COI barcoding is a standardized approach to identifying species by DNA, helping resolve the “leaves” on the tree of life.  Will the growing arrays of COI sequences also help provide insight into evolutionary history, the “branches” of the tree? I am struck that in some cases, simple genetic arithmetic with COI sequences creates trees very similar to modern phylogenies painstakingly created from multiple nuclear and mitochondrial genes, multiple morphologic characters, and exhaustive computerized analysis. Shown at right, a neighbor-joining analysis of COI barcodes of 264 species of North American birds creates a tree that is quite similar to the most recent understanding of relationships among modern birds, with anseriformes (ducks and geese) next to galliformes (grouse and quail) at the top, passeriformes (perching birds) at the bottom, and most of the other established orders appearing as single lineages in between.
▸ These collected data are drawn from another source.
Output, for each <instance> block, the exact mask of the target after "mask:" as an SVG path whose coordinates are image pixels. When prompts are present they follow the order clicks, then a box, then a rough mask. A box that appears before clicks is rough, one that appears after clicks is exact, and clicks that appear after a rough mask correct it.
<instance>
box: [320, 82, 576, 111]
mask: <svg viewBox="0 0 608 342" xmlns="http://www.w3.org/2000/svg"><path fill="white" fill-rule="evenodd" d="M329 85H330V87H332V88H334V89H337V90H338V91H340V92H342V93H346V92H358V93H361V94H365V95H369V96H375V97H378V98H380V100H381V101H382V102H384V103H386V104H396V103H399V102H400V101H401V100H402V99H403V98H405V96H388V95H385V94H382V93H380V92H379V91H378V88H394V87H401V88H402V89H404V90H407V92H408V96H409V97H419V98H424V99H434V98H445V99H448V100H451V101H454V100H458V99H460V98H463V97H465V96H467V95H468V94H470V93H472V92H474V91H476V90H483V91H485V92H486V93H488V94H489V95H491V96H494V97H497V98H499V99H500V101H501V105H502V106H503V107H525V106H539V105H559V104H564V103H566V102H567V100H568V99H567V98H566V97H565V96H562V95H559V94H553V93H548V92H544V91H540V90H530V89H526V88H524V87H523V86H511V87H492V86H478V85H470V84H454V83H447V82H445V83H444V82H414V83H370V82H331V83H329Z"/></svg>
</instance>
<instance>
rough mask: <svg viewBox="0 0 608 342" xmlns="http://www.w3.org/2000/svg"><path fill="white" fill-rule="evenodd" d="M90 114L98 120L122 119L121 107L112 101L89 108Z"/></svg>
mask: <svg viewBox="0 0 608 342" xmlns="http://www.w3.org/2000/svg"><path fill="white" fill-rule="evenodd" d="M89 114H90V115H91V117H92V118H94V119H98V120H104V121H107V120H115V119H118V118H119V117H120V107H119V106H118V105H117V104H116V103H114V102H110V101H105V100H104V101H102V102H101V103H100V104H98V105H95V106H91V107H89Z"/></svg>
Most of the families and groupings of families within these orders also match current understanding, including for example, that flycatchers appear as the basal lineage within passeriformes, and a group of New World passerines called nine-primaried oscines appear together at the bottom of the tree. Of course, a systematist would immediately note that the statistical support for these higher-order branches is weak or absent. I should tread lightly here or not at all, since phylogenetics is the province of mathematical experts, but I will plunge ahead anyway and suggest that, if the single gene neighbor-joining distance tree is “right” say 8 times out of 10, then the apparent lack of statistical support for higher order branches is misleading. There are cases where the COI gene tree is incorrect (eg Hajibabaei et al Genome 49:851 2006).

I close with a picture inspired by the data. If single gene trees usually correspond to evolutionary history, this implies strong barriers to gene flow arise concurrent with differences in the single gene and are continuously maintained.